C'est donc ainsi que le chanteur/compositeur/guitariste s'est essayé à une transformation folk-pop plus accessible, en laissant autant pousser la médiocrité du manque d'inspiration que le brushing de minet : Euphoria Morning alterne chansons bien foutues et bouses pitoyables avec comme point culminant l'insupportable single "Can't Change Me", censé être une sorte de sequelle de "Black Hole Sun" de feu son groupe mythique. Le tout dans une optique blues-folk moderne, avec une nette tendance à s'attarder dans la seconde catégorie, ce qui confirme le caractère inaudible de l'oeuvre dans son intégralité. Le peu de trésors ne se dévoilent que par bribes minuscules, jamais on ne décolle, si ce n'est avec "When I'm Down" (vraiment bien foutue) pour ceux qui ne sont pas gênés par le sirupeux cliché de la ballade rock.
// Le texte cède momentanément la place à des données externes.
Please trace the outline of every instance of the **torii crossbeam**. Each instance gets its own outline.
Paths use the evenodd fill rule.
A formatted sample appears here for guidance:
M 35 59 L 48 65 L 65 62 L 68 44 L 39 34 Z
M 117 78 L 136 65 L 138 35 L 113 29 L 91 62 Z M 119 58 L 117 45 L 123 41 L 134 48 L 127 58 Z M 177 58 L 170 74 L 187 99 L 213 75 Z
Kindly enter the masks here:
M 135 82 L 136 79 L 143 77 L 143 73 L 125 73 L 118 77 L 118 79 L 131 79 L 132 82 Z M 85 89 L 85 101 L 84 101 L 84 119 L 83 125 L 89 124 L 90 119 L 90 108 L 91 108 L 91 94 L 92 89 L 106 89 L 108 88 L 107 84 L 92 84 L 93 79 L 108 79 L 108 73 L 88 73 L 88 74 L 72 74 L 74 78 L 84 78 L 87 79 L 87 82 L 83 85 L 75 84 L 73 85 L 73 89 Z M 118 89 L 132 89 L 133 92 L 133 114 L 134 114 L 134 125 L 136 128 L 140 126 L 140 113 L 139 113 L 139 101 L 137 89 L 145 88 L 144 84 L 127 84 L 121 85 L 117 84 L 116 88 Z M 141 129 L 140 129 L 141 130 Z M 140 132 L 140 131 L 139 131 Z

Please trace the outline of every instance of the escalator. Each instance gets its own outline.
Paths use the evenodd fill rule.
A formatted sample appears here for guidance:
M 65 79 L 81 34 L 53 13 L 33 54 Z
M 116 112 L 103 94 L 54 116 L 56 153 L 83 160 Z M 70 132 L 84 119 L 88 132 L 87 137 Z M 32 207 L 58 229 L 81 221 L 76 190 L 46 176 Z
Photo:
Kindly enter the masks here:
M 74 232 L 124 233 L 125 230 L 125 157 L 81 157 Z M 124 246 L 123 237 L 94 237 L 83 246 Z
Les titres en majorité mid-tempo enchaînent une dégringolade de clichés jusqu'au fond du gouffre, avec en bonusseu traqueu de l'édition française une version pas du tout consensuelle ni inutile de son giga tube "Can't Change Me"... dans la langue de Molière.
Un Led Zep radiophonique (dont "Pillow Of Your Bones" et son pourtant beau riff), un Alice In Chains qui ne fait pas froid dans le dos ("Mission"), une suite à Down On The Upside qui a oublié son 'heavy' talent, un Ben Harper sans la terre africaine dans les veines, un Lenny Kravitz en mieux (ce qui reste une remarque insultante). Et pourtant la voix de Cornell n'a pas son pareil pour transcender un air... Ici, c'est très difficile, et même la prod' impeccable et implacable (merci les potos d'Eleven) n'obtiendra pas charité d'une appréciation au dessus de zéro.
Grosse grosse déception à la sortie de cet album, et pas davantage quelques années après. Comme quoi il y eu pire que Audioslave dans le parcours de Cornell... En espérant que si suite il doit y avoir, elle ne sera pas aussi misérable.